Only a few studies have looked at combining XIAP inhibitors with targeted therapies to growth factor receptors. In human glioblastoma multiforme, combining the platelet-derived growth factor receptor antagonist Imatinib with a Smac mimetic significantly increased cell death compared with Imatinib treatment alone [55]. In breast cancer, Smac mimetics have been shown to increase the apoptotic effect of Tamoxifen in oestrogen receptor-overexpressing cell lines [30]. In inflammatory breast cancer, Trastuzumab treatment was shown to induce an upregulation of XIAP expression. When XIAP was targeted in these inflammatory breast cancer cell lines, a greater decrease in cell viability was observed in combination with Trastuzumab than with Trastuzumab treatment alone [31].

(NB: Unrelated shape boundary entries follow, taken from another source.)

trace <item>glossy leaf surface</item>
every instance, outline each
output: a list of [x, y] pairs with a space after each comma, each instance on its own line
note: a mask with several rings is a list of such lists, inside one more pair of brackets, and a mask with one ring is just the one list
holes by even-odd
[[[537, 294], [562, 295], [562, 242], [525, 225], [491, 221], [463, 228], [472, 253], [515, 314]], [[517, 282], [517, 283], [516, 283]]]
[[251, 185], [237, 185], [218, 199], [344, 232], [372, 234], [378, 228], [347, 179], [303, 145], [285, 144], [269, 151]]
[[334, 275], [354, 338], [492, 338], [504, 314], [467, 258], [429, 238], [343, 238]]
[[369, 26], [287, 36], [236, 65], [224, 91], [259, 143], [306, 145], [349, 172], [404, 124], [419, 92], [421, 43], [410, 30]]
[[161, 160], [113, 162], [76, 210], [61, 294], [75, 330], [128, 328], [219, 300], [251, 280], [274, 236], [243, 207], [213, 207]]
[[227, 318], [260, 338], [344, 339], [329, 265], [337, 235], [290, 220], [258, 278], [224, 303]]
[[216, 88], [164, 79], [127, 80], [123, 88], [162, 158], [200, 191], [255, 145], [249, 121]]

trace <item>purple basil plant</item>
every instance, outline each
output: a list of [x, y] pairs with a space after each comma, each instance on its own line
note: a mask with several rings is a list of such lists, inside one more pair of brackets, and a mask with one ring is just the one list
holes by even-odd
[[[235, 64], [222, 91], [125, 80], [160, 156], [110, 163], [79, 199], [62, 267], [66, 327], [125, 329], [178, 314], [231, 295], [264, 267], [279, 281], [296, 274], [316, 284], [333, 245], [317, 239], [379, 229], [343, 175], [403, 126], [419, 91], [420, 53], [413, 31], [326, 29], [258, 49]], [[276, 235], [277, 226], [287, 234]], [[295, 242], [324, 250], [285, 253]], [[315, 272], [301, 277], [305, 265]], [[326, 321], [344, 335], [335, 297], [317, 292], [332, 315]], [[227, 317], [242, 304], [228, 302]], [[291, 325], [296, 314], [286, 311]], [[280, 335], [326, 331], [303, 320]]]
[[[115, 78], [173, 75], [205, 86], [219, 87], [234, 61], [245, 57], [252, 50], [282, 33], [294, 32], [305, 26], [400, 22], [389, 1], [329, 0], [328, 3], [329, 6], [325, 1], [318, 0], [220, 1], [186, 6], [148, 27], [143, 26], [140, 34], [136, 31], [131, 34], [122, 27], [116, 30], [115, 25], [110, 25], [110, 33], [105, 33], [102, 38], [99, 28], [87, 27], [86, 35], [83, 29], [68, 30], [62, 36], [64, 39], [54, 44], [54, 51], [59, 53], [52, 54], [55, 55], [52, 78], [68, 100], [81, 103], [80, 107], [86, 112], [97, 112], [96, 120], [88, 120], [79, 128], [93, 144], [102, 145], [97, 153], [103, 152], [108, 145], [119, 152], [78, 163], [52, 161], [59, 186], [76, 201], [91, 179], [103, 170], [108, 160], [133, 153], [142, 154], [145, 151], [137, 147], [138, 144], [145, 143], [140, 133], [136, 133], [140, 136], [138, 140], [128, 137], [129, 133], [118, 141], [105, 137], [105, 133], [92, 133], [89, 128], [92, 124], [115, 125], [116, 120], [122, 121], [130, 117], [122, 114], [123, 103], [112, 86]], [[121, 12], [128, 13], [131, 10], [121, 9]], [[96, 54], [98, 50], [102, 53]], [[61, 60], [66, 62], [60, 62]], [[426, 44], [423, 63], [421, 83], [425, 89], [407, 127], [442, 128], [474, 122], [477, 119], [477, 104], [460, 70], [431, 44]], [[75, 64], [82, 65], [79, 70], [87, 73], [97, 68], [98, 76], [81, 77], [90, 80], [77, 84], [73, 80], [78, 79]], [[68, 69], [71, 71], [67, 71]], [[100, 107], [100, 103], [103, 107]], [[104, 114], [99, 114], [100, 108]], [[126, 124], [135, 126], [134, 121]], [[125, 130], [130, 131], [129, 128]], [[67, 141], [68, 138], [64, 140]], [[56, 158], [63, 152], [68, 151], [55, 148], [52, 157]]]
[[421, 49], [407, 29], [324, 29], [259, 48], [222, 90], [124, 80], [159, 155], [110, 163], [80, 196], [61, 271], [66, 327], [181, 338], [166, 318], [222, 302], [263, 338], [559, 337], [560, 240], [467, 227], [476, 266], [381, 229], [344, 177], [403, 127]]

We have studied the combination of IAP targeting and growth factor receptor inhibition in breast cancer cell lines, where overexpression of the EGFR or Her2 is common. In these cell lines, treatment with the growth factor receptor antagonists did not induce changes in IAP expression levels (data not shown). We found that IAP inhibition alone did not affect the basal rates of apoptosis. In combination with a targeted therapy, however, IAP inhibition resulted in increased rates of apoptosis and substantially reduced the CTI. This indicates that IAP inhibition alone has no detrimental effect on cells, but would enhance apoptosis in cancer cells targeted by the breast-cancer-specific therapeutics. We therefore suggest that inhibiting IAPs may be a valuable adjunct to other therapies in a clinical setting.

Further research still needs to be done in order to determine what else, other than IAPs, might be contributing to the apoptotic resistance of breast cancer cells. Such factors possibly include members of the Bcl-2 family, which are upregulated in some breast cancers.

Conclusions

The combination of IAP antagonists with drugs that target ErbB receptors promotes apoptosis and dramatically reduces the cell turnover index of some breast cancer cell lines. We suggest that treating certain patients with IAP and ErbB antagonists together could be of clinical benefit.